Le secteur pétrolier se prépare à une vague de consolidation

Des pompes installées sur des puits de pétrole.

Les difficultés financières des petites et moyennes entreprises énergétiques représentent de belles occasions d'affaires.

Photo : Reuters / Nick Oxford

La loi de la jungle sévit dans les secteurs pétrolier et gazier. Les plus grosses entreprises regardent avec intérêt les plus petites, affaiblies par des années de volatilité des prix du pétrole et mises à terre par la pandémie. 

Le président de l’Association des explorateurs et producteurs du Canada (EPAC), Tristan Goodman, estime qu’environ 10 % des entreprises pétrolières et gazières ont fait faillite dans la dernière année. Parmi celles qui ont le plus souffert, on trouve les petites et moyennes entreprises.

Face à ces difficultés, les acquisitions ont commencé. Le mois dernier, Canadian Natural Resources a annoncé le rachat de l’entreprise gazière Painted Pony pour 461 millions de dollars. Le président de cette dernière a avoué que son entreprise n’arrivait plus à attirer de capitaux pour poursuivre ses projets de développement.

De bonnes affaires

Ce sont de belles occasions d’affaires, et l’on voit ça régulièrement quand on est en situation de crise dans le secteur énergétique, et dans tous les secteurs, d’ailleurs, explique le doyen de la Faculté d’affaires de l’Université de l’Alberta Joseph Doucet.

Il ajoute que les acheteurs ne font pas seulement un pari sur la reprise du secteur, mais qu'ils maximisent aussi leurs propres actifs. Whitecap Resources a ainsi annoncé l’acquisition de son ancien concurrent NAL Resources il y a moins de deux semaines. Lors d’une conférence téléphonique à la fin août, la direction de l’entreprise notait que la combinaison de certains forages voisins leur permettrait de réaliser 10 à 15 % d’économies.

Plutôt que forer nos réserves avec un très faible retour, c’est plus avantageux de les augmenter par le biais d’acquisitions, a ajouté le PDG Grant Fagerheim, qui n’a pas exclu de nouveaux achats prochainement.

Davantage de rachats à venir

Plus de mouvements de fusion et d’acquisition pourraient d’ailleurs être à nos portes, de l’avis de nombreux experts. Les dernières transactions sont loin de dépasser les montants enregistrés lors des précédentes crises pétrolières.

Selon M. Goodman, le faible prix du pétrole, qui n’a pas atteint la barre des 45 $ le baril depuis mars, rend de nombreuses entreprises encore hésitantes.

La pandémie, les prévisions mondiales et la capacité à trouver des capitaux : tout cela représente un défi beaucoup plus grand que par le passé.

Tristan Goodman, président d'EPAC

Joseph Doucet ajoute à la liste l’incertitude politique.

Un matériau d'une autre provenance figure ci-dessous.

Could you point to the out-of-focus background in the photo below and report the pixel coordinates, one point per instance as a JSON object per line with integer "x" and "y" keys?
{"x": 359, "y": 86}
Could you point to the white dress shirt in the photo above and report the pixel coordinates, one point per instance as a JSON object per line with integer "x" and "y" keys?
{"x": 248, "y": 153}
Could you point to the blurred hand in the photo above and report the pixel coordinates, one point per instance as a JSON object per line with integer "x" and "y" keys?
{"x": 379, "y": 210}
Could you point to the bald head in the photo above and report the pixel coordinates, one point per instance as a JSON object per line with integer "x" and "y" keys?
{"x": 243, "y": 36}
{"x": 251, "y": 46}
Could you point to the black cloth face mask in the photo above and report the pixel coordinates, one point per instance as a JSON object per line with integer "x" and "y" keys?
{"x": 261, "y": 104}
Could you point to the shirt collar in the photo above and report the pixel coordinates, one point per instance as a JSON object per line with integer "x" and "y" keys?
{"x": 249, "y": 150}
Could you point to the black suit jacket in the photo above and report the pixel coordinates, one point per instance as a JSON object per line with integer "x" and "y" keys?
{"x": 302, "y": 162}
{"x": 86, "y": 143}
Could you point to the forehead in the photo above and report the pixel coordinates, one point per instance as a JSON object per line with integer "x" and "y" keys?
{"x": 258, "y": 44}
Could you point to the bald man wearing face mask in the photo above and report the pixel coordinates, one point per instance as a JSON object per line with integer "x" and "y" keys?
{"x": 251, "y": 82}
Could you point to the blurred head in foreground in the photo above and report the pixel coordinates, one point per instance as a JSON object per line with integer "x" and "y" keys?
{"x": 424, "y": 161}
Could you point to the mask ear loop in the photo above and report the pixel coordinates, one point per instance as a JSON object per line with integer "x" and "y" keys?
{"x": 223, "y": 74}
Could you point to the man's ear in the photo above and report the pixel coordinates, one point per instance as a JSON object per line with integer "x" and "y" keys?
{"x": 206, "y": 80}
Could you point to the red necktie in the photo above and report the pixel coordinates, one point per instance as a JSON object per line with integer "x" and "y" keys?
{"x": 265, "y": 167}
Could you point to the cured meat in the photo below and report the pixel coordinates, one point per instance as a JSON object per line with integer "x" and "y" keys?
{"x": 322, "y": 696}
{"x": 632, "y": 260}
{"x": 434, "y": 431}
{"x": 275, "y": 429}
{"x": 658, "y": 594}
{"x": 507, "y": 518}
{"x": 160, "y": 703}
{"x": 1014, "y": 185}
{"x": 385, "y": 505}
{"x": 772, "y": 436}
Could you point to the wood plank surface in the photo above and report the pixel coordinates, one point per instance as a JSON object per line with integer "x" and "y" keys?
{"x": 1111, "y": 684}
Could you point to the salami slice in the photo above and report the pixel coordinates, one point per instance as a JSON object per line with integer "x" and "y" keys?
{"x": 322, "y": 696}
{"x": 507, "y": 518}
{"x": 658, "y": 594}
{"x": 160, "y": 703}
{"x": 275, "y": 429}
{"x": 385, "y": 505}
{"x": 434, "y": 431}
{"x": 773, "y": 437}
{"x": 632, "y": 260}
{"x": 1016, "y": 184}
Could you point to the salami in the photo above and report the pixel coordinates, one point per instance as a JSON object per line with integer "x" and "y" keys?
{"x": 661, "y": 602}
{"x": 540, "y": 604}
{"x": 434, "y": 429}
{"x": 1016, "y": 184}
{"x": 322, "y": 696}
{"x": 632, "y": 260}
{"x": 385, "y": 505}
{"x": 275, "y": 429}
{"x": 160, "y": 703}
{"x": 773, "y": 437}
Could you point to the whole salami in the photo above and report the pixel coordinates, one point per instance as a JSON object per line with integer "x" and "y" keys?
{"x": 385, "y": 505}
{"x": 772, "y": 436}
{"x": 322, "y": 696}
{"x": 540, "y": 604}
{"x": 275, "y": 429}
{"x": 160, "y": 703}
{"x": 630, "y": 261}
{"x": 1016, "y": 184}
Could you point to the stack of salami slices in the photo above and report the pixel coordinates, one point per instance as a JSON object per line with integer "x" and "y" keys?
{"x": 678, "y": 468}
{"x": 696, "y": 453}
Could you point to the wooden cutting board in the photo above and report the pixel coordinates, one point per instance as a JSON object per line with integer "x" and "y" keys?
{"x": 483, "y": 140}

Justin Trudeau a insisté plusieurs fois sur le fait que la relance économique devra être verte. Toute cette question de réglementation et de politique future du gouvernement fédéral va avoir un impact sur le climat des investissements et l’attrait que les investisseurs internationaux auront pour les propriétés canadiennes, note-t-il.

Des conséquences mitigées

Avoir moins de joueurs ne sera pas forcément une bonne chose à court terme, selon le doyen. Fusion et acquisitions riment souvent avec licenciements. Moins d'entreprises, cela signifie aussi moins de sièges sociaux, de bureaux occupés et de revenus pour les gouvernements.

L’intérêt de la chose sera plutôt visible à long terme, suggère M. Doucet.

L’espoir [est] qu’avec un plus petit nombre d’entreprises plus profitables, cela va peut-être amener plus de reprise et de créations d’emplois dans le futur qu’autrement, analyse-t-il.